Négocier le renouvellement d’une convention collective en utilisant une plate-forme virtuelle peut s’avérer adéquat pour certains et tentant pour d’autres.

L’expérience démontre toutefois que les bénéfices s’avèrent mitigés. Les outils électroniques déficients ou manquants, la méconnaissance des plates-formes de communication, la bande Internet plus ou moins robuste et l’écart entre les personnes ne favorisent nettement pas un terrain d’entente.

Il ne faut pas sous-estimer le poids des échanges en personne pour chacun des caucus de négociation. Bien souvent un consensus se dégagera par une approche personnalisée. Il est plus facile de contrôler le message sur place!

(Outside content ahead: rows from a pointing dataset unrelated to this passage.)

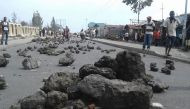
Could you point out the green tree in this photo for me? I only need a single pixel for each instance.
(37, 20)
(24, 23)
(54, 26)
(14, 17)
(138, 5)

Dans ce contexte, l’approche traditionnelle est largement recommandée tout en respectant les règles de distanciation et les gestes barrières. Cette crise amènera assurément des changements permanents, mais un cadre de négociation en personne saura résister pour une raison évidente : il est plus simple de se comprendre en face à face. Encore plus vrai lorsque de nombreux joueurs sont impliqués.

CONCLUSION

Nous sommes d’avis qu’une organisation ne devrait pas délaisser la négociation dans le contexte actuel. Une prise de position ferme et un discours visant à rassurer le partenaire sont à privilégier. L’approche proactive favorisera le processus et permettra davantage à chacune des parties d’atteindre ses objectifs. Les échanges seront mieux servis en présence qu’à distance.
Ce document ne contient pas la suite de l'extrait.